The hearts of most oceans are cold, deep, and nearly dead. No nearby shore can deliver nutrients to support algae or plankton, and no plant can reach 3,000+ meters from the ocean floor to the surface. Without primary producers to turn sunlight into food, there is no foundation for a food chain. Ocean centers are among the deadest and least productive waters in the world. The Atlantic Ocean is different. The heart of the Atlantic is the Sargasso Sea, an ecosystem that’s full of life, often referred to as a golden floating rainforest. The secret? Nomadic seaweed.

Most seaweed, especially kelp (the form most people think of when they imagine seaweed), anchors to the seafloor and never moves. The seaweed which powers the Sargasso Sea – aptly named Sargassum – has a completely different strategy. With the ocean floor completely out of reach, Sargassum instead evolved to spend its entire life floating on the surface in clumps, untethered. It follows the Atlantic ocean currents in a circle so massive that it takes more than a year to complete, from the Caribbean up north along the Gulf Stream, across to Europe, down to Africa, and back to the Caribbean. Sargassum reproduces asexually; as one seaweed clump travels, it grows slowly, and when it is big enough, the current naturally breaks it into multiple clumps.

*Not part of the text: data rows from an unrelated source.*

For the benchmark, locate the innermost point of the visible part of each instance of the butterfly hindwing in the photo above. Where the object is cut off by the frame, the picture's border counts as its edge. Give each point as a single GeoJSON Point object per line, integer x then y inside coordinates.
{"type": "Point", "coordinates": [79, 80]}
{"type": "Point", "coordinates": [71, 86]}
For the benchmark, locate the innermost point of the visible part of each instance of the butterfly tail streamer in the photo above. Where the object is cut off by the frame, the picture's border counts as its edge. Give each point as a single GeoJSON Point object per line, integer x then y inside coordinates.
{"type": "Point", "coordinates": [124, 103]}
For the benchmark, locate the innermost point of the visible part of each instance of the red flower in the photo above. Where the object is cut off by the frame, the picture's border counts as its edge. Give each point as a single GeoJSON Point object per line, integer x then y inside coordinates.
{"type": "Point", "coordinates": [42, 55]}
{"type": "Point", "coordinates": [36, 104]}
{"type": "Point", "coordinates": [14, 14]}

If you were a small marine animal, like a Sargassum Swimming Crab or a Sargassum Shrimp, these seaweed clumps would be your shelter, as well as a floating buffet. Even small Sargassum clumps are self-contained ecosystems. My personal favorite creature in the ecosystem is the Sargassum fish, a talented hunter which walks along seaweed branches using its fins and camouflages astonishingly well.

In 2018, I did a college research semester with the Sea Education Association. We sailed through the Sargasso Sea, catching and releasing seaweed clumps to tally up the critters in them. The clumps were easy to spot, little patches of brown-gold on the ocean surface. But they were rare. The exception was the day we sailed through what looked like a whole seaweed convention – clumps everywhere, some of them poolsized mats. It clicked for me that day, how this small floating food chain could support an entire ocean ecosystem. But after that day it was rare again.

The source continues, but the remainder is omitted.